Queridos
hermanos y hermanas:
Voy a
reflexionar brevemente sobre este pasaje evangélico, un texto del que se tomó
la famosa frase «Nadie es profeta en su patria», es decir, ningún profeta es
bien recibido entre las personas que lo vieron crecer (cf. Mc 6, 4).
De hecho,
Jesús, después de dejar Nazaret, cuando tenía cerca de treinta años, y de
predicar y obrar curaciones desde hacía algún tiempo en otras partes, regresó
una vez a su pueblo y se puso a enseñar en la sinagoga.
Sus
conciudadanos «quedaban asombrados» por su sabiduría y, dado que lo conocían
como el «hijo de María», el «carpintero» que había vivido en medio de ellos, en
lugar de acogerlo con fe se escandalizaban de Él (cf. Mc 6, 2-3).
Este hecho es
comprensible, porque la familiaridad en el plano humano hace difícil ir más
allá y abrirse a la dimensión divina. A ellos les resulta difícil creer que
este carpintero sea Hijo de Dios. Jesús mismo les pone como ejemplo la
experiencia de los profetas de Israel, que precisamente en su patria habían
sido objeto de desprecio, y se identifica con ellos.
Debido a esta
cerrazón espiritual, Jesús no pudo realizar en Nazaret «ningún milagro, sólo
curó algunos enfermos imponiéndoles las manos» (Mc 6, 5). De hecho, los
milagros de Cristo no son una exhibición de poder, sino signos del amor de
Dios, que se actúa allí donde encuentra la fe del hombre, es una reciprocidad.

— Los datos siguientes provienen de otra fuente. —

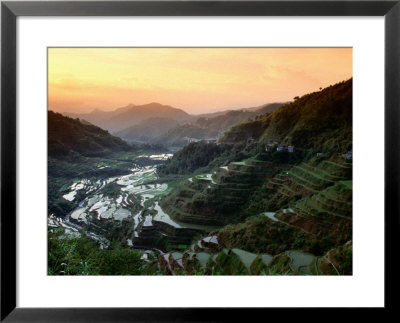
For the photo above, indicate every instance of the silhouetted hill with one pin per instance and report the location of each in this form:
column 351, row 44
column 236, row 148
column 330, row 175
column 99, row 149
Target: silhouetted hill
column 67, row 135
column 147, row 129
column 321, row 120
column 211, row 127
column 130, row 115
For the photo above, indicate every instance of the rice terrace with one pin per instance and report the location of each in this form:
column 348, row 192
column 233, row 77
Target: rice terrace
column 245, row 168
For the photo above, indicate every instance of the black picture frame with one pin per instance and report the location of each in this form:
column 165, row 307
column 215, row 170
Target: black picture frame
column 11, row 10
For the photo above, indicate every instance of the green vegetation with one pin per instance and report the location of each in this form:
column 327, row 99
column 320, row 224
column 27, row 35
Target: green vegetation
column 264, row 212
column 82, row 256
column 190, row 158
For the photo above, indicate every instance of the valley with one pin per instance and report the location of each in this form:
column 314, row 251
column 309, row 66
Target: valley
column 272, row 196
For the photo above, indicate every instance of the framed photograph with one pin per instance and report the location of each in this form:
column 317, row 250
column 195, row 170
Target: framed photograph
column 189, row 155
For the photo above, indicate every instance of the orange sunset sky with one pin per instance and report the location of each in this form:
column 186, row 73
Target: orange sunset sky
column 197, row 80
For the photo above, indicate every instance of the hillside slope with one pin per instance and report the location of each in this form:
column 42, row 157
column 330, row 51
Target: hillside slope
column 67, row 135
column 130, row 115
column 211, row 126
column 320, row 120
column 270, row 202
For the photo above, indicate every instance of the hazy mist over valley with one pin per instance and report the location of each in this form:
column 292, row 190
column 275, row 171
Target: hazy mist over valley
column 155, row 189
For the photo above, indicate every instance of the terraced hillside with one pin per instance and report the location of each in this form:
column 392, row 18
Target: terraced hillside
column 207, row 257
column 300, row 181
column 218, row 197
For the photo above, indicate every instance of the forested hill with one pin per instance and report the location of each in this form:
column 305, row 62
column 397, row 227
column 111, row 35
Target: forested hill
column 321, row 120
column 67, row 135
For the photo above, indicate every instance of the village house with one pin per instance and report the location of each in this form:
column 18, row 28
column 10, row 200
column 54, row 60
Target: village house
column 250, row 140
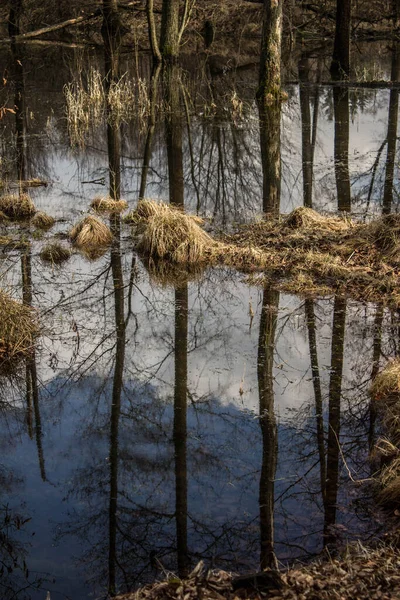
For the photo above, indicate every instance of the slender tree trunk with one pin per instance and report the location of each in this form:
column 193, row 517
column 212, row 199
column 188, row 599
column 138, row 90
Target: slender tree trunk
column 152, row 31
column 312, row 342
column 306, row 154
column 14, row 17
column 396, row 14
column 170, row 29
column 340, row 66
column 265, row 364
column 341, row 147
column 392, row 133
column 118, row 283
column 335, row 393
column 270, row 145
column 150, row 130
column 173, row 133
column 270, row 59
column 180, row 426
column 377, row 351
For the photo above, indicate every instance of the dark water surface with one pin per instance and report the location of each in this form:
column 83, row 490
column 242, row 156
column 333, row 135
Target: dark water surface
column 161, row 425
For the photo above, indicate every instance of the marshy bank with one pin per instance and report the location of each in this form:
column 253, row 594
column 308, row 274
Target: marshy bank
column 303, row 252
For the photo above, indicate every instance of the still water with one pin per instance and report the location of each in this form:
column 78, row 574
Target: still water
column 211, row 419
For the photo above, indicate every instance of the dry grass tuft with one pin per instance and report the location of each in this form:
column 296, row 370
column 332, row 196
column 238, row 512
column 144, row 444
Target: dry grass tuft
column 167, row 274
column 304, row 253
column 168, row 233
column 385, row 392
column 107, row 204
column 18, row 329
column 361, row 574
column 387, row 383
column 17, row 207
column 55, row 253
column 41, row 220
column 307, row 218
column 91, row 235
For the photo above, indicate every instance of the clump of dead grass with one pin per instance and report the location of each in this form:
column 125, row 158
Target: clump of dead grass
column 91, row 235
column 17, row 207
column 385, row 392
column 304, row 252
column 170, row 234
column 106, row 204
column 55, row 253
column 307, row 218
column 42, row 220
column 18, row 328
column 386, row 385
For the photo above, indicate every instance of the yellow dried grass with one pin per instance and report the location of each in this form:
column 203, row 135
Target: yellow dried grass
column 91, row 234
column 107, row 204
column 55, row 253
column 18, row 328
column 42, row 220
column 387, row 382
column 170, row 234
column 17, row 206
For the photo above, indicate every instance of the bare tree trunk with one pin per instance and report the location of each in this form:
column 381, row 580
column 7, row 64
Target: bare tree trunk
column 14, row 17
column 340, row 66
column 270, row 145
column 396, row 14
column 270, row 60
column 173, row 133
column 111, row 32
column 170, row 29
column 335, row 393
column 152, row 31
column 341, row 147
column 150, row 130
column 306, row 154
column 180, row 426
column 312, row 343
column 265, row 364
column 392, row 133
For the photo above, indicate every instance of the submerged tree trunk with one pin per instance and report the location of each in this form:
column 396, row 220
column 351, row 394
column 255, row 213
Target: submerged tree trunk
column 312, row 343
column 152, row 31
column 265, row 364
column 340, row 66
column 270, row 145
column 151, row 125
column 269, row 89
column 111, row 31
column 170, row 29
column 180, row 426
column 335, row 393
column 392, row 133
column 306, row 146
column 341, row 147
column 173, row 132
column 14, row 17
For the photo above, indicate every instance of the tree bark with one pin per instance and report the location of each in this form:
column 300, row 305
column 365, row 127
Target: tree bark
column 341, row 147
column 269, row 432
column 152, row 31
column 270, row 60
column 180, row 426
column 340, row 66
column 14, row 18
column 335, row 393
column 391, row 133
column 270, row 145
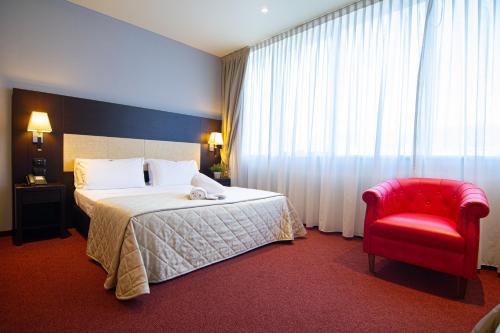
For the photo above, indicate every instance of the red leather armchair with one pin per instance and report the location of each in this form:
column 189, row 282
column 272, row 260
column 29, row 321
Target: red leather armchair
column 432, row 223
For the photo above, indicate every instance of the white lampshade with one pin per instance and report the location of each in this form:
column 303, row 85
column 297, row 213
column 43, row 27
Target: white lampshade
column 215, row 139
column 39, row 122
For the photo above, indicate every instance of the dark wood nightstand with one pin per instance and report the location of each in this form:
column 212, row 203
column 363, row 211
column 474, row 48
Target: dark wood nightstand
column 223, row 181
column 37, row 208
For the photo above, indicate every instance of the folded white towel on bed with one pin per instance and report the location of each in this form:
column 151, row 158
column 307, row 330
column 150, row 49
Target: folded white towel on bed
column 198, row 193
column 207, row 183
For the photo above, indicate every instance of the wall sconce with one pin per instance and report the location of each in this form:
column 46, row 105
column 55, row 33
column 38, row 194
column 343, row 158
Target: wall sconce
column 215, row 140
column 39, row 123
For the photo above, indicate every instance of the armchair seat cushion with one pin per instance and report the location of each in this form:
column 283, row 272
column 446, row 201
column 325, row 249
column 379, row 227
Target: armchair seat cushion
column 423, row 229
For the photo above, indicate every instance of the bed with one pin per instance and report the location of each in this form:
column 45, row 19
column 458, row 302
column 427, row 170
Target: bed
column 155, row 233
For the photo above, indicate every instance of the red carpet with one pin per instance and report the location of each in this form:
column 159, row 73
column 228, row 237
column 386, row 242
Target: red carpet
column 318, row 284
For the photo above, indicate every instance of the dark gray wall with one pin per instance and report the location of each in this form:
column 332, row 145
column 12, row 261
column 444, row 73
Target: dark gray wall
column 58, row 47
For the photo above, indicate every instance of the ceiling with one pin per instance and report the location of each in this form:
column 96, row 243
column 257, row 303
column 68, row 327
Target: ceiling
column 217, row 27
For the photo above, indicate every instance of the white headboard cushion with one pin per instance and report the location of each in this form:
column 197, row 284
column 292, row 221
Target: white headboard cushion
column 90, row 146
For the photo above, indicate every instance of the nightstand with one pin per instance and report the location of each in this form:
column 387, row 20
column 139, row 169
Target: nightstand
column 38, row 208
column 223, row 181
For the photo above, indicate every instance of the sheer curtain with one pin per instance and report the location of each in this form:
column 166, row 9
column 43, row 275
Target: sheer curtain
column 377, row 90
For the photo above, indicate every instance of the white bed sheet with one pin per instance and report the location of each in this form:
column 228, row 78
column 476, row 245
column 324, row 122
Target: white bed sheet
column 86, row 199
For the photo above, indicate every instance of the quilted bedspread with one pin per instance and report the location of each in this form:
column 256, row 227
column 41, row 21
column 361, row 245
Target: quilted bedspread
column 152, row 238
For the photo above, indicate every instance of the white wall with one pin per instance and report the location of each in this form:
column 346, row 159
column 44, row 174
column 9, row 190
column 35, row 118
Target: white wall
column 58, row 47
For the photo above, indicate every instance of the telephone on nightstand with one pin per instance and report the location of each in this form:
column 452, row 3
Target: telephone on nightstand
column 35, row 180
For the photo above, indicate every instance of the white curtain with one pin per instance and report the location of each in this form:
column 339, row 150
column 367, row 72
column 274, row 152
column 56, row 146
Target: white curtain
column 378, row 90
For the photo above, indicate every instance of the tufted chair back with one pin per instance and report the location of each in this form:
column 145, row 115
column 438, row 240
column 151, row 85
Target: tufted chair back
column 440, row 197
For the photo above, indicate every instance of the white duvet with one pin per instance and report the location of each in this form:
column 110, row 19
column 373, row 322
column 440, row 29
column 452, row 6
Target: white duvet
column 147, row 238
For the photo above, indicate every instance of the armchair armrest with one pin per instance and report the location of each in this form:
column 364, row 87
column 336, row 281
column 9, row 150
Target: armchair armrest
column 381, row 199
column 473, row 205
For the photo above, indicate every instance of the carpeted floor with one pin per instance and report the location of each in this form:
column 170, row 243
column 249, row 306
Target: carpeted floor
column 318, row 284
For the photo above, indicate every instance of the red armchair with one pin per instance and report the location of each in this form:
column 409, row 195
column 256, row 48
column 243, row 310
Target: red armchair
column 432, row 223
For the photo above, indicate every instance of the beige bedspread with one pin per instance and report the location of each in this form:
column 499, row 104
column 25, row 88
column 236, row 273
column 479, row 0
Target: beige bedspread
column 153, row 238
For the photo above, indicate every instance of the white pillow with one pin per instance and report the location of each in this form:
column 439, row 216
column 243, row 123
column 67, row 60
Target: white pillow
column 164, row 172
column 101, row 174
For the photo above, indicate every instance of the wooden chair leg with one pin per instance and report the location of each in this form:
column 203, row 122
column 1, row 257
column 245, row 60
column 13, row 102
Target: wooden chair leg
column 371, row 263
column 461, row 287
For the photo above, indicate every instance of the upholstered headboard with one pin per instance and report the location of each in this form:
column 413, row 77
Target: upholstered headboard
column 90, row 146
column 94, row 129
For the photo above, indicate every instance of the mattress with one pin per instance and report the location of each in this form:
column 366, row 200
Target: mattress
column 86, row 199
column 140, row 237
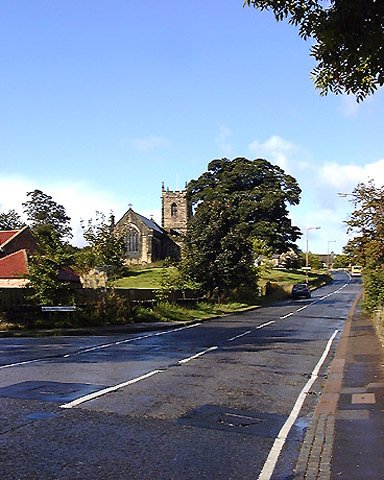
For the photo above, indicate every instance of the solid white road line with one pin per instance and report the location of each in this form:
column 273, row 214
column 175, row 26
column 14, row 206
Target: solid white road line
column 100, row 393
column 98, row 347
column 281, row 438
column 26, row 362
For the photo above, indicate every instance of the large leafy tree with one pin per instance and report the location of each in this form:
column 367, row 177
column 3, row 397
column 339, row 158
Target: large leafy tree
column 367, row 246
column 349, row 40
column 51, row 227
column 366, row 223
column 106, row 250
column 236, row 201
column 10, row 220
column 44, row 268
column 43, row 214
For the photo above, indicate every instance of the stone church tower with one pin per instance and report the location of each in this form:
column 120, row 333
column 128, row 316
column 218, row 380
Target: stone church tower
column 176, row 210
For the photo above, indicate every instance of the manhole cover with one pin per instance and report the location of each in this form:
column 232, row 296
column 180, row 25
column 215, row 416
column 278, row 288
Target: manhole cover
column 235, row 421
column 48, row 391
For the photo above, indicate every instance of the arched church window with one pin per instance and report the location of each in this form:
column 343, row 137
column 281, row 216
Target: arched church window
column 173, row 209
column 133, row 241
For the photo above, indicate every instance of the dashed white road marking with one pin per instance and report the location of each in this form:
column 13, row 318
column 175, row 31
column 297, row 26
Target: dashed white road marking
column 238, row 336
column 114, row 388
column 197, row 355
column 97, row 347
column 130, row 340
column 265, row 324
column 270, row 464
column 104, row 391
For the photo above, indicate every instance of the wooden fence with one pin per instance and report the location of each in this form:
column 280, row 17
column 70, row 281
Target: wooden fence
column 18, row 297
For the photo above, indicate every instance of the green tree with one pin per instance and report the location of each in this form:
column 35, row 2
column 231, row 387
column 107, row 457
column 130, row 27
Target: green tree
column 349, row 39
column 10, row 220
column 341, row 261
column 366, row 223
column 51, row 228
column 43, row 214
column 235, row 202
column 44, row 267
column 106, row 250
column 367, row 246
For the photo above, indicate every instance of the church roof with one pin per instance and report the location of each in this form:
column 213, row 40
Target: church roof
column 150, row 223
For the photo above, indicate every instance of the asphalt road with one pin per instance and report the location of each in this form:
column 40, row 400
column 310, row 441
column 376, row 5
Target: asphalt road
column 206, row 401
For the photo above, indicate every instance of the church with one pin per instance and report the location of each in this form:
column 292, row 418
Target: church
column 148, row 242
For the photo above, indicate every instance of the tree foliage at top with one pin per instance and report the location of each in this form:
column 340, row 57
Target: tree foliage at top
column 43, row 214
column 349, row 40
column 10, row 220
column 235, row 202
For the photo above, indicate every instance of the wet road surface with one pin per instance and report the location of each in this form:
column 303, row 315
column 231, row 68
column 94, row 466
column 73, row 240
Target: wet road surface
column 196, row 402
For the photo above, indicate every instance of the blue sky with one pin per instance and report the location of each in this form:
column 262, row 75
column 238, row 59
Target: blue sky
column 102, row 101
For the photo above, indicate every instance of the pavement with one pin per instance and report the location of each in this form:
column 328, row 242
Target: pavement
column 345, row 439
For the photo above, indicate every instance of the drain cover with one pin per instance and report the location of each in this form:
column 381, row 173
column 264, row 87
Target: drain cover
column 236, row 421
column 48, row 391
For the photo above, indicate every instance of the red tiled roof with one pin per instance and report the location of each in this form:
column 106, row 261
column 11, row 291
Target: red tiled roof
column 14, row 265
column 5, row 235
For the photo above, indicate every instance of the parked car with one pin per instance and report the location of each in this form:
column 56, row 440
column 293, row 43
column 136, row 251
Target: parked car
column 301, row 290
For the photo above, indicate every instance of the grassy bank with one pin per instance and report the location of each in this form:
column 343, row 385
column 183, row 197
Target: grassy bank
column 112, row 311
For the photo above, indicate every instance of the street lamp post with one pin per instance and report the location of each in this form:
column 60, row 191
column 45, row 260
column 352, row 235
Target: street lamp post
column 307, row 253
column 328, row 258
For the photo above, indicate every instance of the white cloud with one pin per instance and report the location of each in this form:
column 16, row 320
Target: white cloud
column 80, row 200
column 320, row 183
column 348, row 176
column 281, row 152
column 146, row 144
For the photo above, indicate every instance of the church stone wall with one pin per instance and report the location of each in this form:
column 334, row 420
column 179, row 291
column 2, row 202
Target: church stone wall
column 176, row 211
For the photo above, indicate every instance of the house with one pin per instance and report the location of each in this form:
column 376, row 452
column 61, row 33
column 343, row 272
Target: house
column 148, row 242
column 15, row 247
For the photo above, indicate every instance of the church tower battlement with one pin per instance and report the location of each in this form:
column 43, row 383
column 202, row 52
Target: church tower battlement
column 176, row 210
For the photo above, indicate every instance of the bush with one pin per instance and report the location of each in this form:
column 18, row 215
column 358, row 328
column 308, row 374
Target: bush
column 374, row 288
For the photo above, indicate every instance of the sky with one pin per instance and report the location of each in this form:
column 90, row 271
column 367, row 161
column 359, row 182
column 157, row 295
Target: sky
column 101, row 102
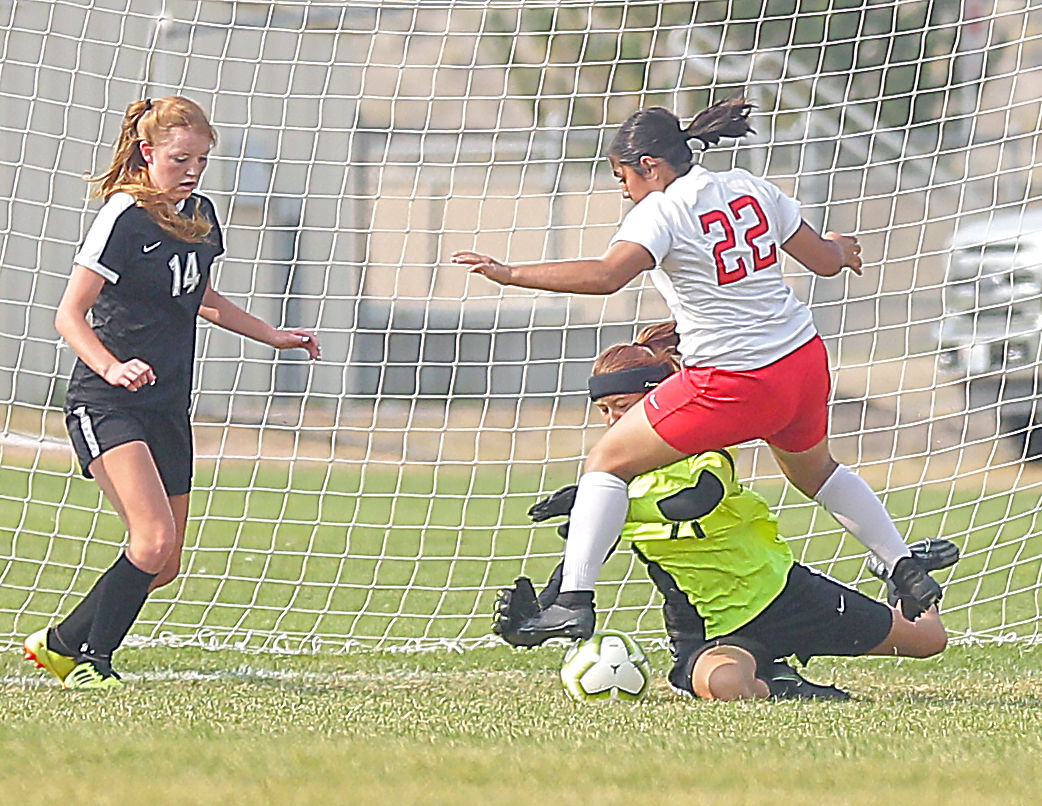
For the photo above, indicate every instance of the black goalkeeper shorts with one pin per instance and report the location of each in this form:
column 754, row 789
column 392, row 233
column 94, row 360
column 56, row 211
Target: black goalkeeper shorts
column 167, row 433
column 813, row 615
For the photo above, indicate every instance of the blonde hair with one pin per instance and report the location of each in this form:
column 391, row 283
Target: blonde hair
column 655, row 345
column 151, row 121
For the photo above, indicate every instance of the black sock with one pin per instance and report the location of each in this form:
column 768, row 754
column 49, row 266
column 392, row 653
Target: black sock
column 120, row 600
column 68, row 637
column 575, row 599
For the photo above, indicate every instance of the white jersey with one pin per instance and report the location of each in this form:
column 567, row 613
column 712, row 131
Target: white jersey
column 717, row 240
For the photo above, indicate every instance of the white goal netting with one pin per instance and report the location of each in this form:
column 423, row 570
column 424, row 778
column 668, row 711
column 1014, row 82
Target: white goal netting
column 378, row 498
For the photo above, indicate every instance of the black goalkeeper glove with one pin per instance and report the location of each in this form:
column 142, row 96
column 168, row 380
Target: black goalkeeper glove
column 556, row 504
column 915, row 588
column 519, row 603
column 513, row 606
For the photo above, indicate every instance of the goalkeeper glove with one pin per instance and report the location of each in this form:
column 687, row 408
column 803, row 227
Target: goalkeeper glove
column 916, row 590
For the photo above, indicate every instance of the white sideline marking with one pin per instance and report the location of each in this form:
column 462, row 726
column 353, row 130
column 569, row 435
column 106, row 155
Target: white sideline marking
column 246, row 674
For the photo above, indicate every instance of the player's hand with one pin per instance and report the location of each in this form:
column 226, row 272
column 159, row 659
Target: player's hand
column 286, row 339
column 916, row 590
column 130, row 375
column 485, row 266
column 513, row 606
column 555, row 504
column 850, row 250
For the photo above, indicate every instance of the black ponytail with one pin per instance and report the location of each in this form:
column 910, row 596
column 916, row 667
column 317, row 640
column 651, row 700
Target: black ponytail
column 656, row 132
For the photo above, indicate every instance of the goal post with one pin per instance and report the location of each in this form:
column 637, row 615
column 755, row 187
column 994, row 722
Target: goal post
column 377, row 498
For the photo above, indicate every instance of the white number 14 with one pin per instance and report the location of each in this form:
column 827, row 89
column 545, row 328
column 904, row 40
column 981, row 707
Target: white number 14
column 187, row 280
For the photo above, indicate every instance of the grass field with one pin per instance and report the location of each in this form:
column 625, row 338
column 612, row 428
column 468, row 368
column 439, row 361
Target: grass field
column 299, row 550
column 494, row 726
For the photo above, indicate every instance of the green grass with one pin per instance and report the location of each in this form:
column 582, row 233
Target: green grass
column 321, row 554
column 491, row 726
column 356, row 547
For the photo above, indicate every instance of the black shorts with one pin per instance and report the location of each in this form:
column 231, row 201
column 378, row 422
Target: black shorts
column 813, row 615
column 167, row 433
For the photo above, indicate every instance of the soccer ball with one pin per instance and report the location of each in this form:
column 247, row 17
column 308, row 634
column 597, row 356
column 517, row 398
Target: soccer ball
column 608, row 665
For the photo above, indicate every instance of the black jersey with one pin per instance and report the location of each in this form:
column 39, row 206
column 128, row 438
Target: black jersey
column 148, row 306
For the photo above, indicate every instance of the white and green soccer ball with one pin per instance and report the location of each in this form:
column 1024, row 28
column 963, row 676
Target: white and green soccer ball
column 608, row 665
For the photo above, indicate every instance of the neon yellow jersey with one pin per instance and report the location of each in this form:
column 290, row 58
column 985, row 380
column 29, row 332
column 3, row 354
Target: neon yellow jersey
column 732, row 562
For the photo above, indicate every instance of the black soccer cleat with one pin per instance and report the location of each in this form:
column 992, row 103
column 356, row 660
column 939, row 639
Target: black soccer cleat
column 555, row 622
column 787, row 683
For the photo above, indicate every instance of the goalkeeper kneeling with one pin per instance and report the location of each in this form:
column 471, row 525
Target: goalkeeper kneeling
column 737, row 604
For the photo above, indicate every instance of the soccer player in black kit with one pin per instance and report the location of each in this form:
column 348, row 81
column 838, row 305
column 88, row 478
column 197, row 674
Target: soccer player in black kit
column 139, row 281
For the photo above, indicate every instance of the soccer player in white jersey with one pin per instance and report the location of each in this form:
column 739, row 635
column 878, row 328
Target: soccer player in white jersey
column 138, row 283
column 753, row 366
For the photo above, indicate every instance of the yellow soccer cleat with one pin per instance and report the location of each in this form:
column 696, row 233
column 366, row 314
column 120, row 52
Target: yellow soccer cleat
column 85, row 676
column 35, row 650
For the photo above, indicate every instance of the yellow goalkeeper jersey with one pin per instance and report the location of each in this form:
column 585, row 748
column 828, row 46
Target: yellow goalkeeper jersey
column 732, row 562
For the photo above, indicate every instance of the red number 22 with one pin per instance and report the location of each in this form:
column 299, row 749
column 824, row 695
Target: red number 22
column 720, row 220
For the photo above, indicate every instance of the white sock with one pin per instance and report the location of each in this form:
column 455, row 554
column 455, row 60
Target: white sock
column 594, row 526
column 859, row 510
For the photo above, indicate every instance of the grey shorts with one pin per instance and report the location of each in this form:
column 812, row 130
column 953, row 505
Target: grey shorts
column 168, row 435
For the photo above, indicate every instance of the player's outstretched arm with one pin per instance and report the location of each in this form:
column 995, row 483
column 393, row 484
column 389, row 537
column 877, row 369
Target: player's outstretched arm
column 602, row 275
column 223, row 312
column 825, row 255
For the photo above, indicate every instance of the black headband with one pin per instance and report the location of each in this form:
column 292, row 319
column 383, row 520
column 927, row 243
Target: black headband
column 628, row 381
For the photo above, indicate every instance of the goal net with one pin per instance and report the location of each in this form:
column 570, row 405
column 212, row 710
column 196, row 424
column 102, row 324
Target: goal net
column 378, row 498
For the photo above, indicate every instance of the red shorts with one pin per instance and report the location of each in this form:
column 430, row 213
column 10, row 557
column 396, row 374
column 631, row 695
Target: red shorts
column 701, row 408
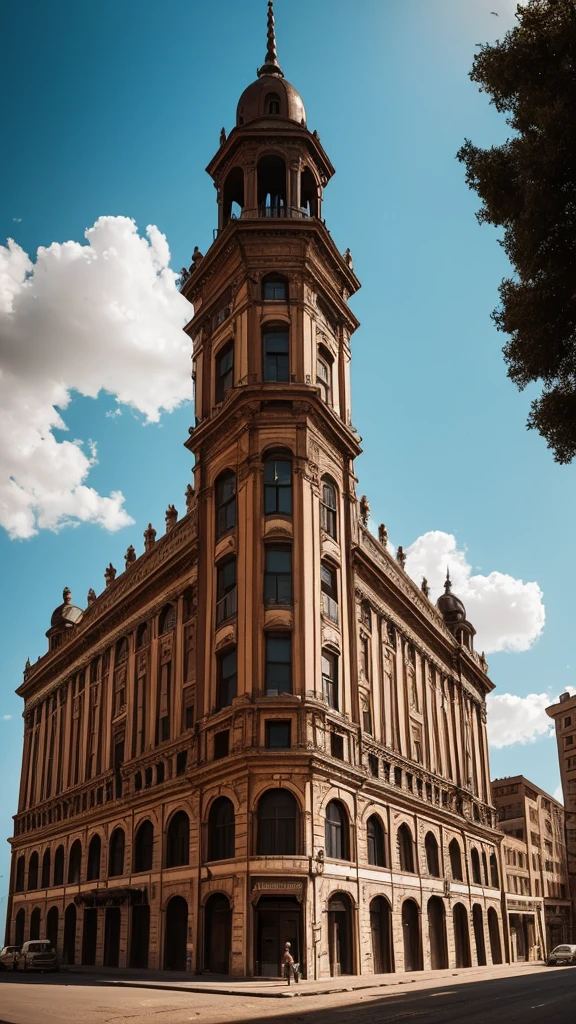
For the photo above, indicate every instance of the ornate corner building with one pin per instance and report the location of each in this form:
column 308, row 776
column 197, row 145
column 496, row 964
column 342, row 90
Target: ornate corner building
column 262, row 730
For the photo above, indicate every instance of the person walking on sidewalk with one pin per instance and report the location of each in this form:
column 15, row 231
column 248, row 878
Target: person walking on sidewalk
column 288, row 964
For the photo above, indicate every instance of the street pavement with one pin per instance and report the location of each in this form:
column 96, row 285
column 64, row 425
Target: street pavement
column 519, row 994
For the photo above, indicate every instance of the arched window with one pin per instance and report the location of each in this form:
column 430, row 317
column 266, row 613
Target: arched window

Orígenes escribe: «Así como para los cuerpos hay una atracción natural de unos
hacia otros, como el imán al hierro, así esa fe ejerce una atracción sobre el
poder divino» (Comentario al Evangelio de Mateo 10, 19).
Por tanto,
parece que Jesús —como se dice— se da a sí mismo una razón de la mala acogida
que encuentra en Nazaret. En cambio, al final del relato, encontramos una
observación que dice precisamente lo contrario.
El
evangelista escribe que Jesús «se admiraba de su falta de fe» (Mc 6, 6). Al
estupor de sus conciudadanos, que se escandalizan, corresponde el asombro de
Jesús. También Él, en cierto sentido, se escandaliza. Aunque sabe que ningún
profeta es bien recibido en su patria, sin embargo la cerrazón de corazón de su
gente le resulta oscura, impenetrable: ¿Cómo es posible que no reconozcan la
luz de la Verdad? ¿Por qué no se abren a la bondad de Dios, que quiso compartir
nuestra humanidad?
De hecho, el
hombre Jesús de Nazaret es la transparencia de Dios, en Él Dios habita
plenamente. Y mientras nosotros siempre buscamos otros signos, otros prodigios,
no nos damos cuenta de que el verdadero Signo es Él, Dios hecho carne; Él es el
milagro más grande del universo: todo el amor de Dios contenido en un corazón
humano, en el rostro de un hombre.
Quien
entendió verdaderamente esta realidad es la Virgen María, bienaventurada porque
creyó (cf. Lc 1, 45). María no se escandalizó de su Hijo: su asombro por Él
está lleno de fe, lleno de amor y de alegría, al verlo tan humano y a la vez
tan divino. Así pues, aprendamos de ella, nuestra Madre en la fe, a reconocer
en la humanidad de Cristo la revelación perfecta de Dios.